Mayor Reg Kidd noticed the colony had returned to the southern side of the park in recent days and estimated numbers as high as 1000.
Bats have been in Ploughmans Lane for some time and Cr Kidd said they were still there.
"They were in Ploughmans Lane, but this is a completely different colony," he said.
"They're mostly in the same trees [as last year]."
VIDEO: Bats in Orange in 2019 ...
Cr Kidd said drought conditions could cause plants to produce more nectar, which might have kept bats occupied for longer this year.
He expected the only destruction in the park would include droppings, broken branches and a certain amount of noise, but he held graver concerns for the coming apple harvest.
Orchardist Guy Gaeta said losses so far this year had been a few kilograms here and there rather than tonnes at a time, thanks to crop netting, but his apples were about to become vulnerable.
"With us, we like to uncover them a week before harvest to give them a bit more colour, so they're creating a problem," he said.
"They're a pain in the butt - the best thing is there's only four to five weeks left and they'll be picked."
Mr Gaeta said bats created more destruction knocking apples from the tree than in the number of apples they ate, and the bats were larger this year.
"You can hear the wind go through their wings," he said.
He said orchardists were waiting for the state government to put another $3 million into the netting program - the last round two years ago, lobbied for by NSW Farmers and driven by Orange growers, meant the government met half the cost.
"There's people in Orange waiting for the go-ahead," he said.
"Some only covered half their orchard because they only had the money to pay for half the orchard."

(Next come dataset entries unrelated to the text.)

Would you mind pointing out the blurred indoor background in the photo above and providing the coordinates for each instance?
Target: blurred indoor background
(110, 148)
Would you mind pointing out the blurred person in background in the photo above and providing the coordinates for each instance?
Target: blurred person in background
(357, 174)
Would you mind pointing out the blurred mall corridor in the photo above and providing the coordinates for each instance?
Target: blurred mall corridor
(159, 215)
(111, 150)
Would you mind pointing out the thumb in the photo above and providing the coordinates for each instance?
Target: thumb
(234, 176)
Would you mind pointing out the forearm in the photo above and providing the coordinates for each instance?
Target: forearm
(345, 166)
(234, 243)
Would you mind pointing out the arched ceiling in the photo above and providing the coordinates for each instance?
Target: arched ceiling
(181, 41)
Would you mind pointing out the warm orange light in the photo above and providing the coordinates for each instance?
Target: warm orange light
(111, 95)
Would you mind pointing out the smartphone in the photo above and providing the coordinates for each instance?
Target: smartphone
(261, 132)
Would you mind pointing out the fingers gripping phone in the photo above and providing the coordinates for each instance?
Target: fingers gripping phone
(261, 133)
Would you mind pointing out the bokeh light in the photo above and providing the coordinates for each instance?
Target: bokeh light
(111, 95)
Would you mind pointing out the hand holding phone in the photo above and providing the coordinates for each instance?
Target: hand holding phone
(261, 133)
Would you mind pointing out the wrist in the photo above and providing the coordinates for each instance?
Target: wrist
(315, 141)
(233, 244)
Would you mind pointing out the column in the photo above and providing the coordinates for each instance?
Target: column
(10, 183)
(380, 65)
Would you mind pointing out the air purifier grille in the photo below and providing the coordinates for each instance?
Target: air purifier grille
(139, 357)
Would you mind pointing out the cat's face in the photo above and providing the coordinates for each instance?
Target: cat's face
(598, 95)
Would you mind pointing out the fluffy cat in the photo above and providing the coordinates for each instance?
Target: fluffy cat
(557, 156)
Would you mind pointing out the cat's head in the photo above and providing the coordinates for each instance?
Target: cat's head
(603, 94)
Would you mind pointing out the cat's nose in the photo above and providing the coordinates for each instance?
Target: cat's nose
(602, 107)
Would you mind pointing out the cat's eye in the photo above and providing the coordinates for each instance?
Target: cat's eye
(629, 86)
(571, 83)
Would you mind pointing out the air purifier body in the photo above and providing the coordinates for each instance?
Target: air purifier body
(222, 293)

- READ ALSO:Coastal crisis keeps bats in Cook Park
He said the bats, which he estimated numbered 4000 across the area, still required scaring off regularly and lorikeets searching for food around the Nashdale area had added to growers' troubles.
"They have a beak almost a big as a cockatoo's and they demolish apples in their hundreds," he said.
"Every time there's a two to three-year dry spell, that's when they come."